John Knox, the Scottish Reformation preacher and leader, used to weep and pray in the royal gardens of Bloody Mary, the queen who hated the Protestant Reformation. Referring to John Knox, she said that she feared his prayers more than anything on earth. He would pray in her gardens loud enough for her to hear: “Oh God, give me Scotland, or I die.”

Please take note of this:
Nehemiah had every reason NOT to be concerned.
He was born in captivity and had never been to Jerusalem. This means he never worship in the temple.
He had a great career in Persia; the king’s right-hand-man.
This naturally brings us to ask several questions:
Why travel a broken city eight hundred miles away?
Why go to a people he did not even know?
Why go to a problem he did not create.
ANSWER — For God’s glory to shine down upon Isreal, for people to experience restoration and to return to worship God.

CONCLUSION

Nehemiah Touching on Crucial Lessons

There are two crucial lessons to apply from opening the pages of Nehemiah’s memoirs:

1. If you want the maximum attention of God, you must first give your maximum attention to God. Do you want Him to be available to you? Are you available to Him? Do you want to move the heart of God? The question is can He move yours?
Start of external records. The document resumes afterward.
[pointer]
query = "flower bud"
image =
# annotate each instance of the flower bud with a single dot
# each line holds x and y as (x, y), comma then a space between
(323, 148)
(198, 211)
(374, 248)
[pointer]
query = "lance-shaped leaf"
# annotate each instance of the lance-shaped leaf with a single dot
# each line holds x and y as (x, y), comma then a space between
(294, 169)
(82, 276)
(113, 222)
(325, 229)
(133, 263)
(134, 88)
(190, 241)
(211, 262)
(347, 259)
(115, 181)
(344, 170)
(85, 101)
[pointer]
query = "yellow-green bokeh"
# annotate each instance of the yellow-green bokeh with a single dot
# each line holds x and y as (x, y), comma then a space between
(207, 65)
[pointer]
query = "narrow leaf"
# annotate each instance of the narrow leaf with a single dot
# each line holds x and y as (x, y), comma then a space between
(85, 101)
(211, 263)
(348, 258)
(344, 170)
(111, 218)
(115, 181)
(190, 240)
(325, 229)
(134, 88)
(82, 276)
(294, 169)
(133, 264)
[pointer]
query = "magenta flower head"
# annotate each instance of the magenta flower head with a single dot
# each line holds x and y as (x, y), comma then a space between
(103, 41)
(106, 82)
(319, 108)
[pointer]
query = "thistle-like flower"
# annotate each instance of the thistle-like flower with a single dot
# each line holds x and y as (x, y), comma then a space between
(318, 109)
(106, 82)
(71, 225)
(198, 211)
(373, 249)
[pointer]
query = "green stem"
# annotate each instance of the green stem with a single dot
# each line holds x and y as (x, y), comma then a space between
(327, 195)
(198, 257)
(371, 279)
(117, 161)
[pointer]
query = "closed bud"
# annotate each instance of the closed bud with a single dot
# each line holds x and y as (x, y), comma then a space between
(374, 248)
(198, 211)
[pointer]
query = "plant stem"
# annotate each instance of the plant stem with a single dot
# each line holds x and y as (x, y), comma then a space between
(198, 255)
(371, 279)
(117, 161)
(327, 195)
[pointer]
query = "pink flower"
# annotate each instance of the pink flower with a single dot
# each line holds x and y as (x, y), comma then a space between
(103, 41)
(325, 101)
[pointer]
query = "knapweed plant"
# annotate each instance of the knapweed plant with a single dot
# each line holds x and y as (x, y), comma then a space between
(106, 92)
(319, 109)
2. If you want the maximum blessing of God, you must be willing to receive the maximum burden from God.

Nehemiah Touching on Crucial Lessons

the average Christian really does not want the maximum attention of God? What he really wants to do is get by with giving God minimum attention. He would rather someone else be part of the solution. After all, the problem is not really that bad.

Galatians 6:2 “2 Bear ye one another’s burdens, and so fulfil the law of Christ.”
Nehemiah was willing to be part of the solution! How willing are you????
Nehemiah Touching on Crucial Lessons

Humpty Dumpty sat on a wall,

Humpty Dumpty had a great fall.

Do all the King’s horses and all the Lord’s men

Care enough to put Humpty together again?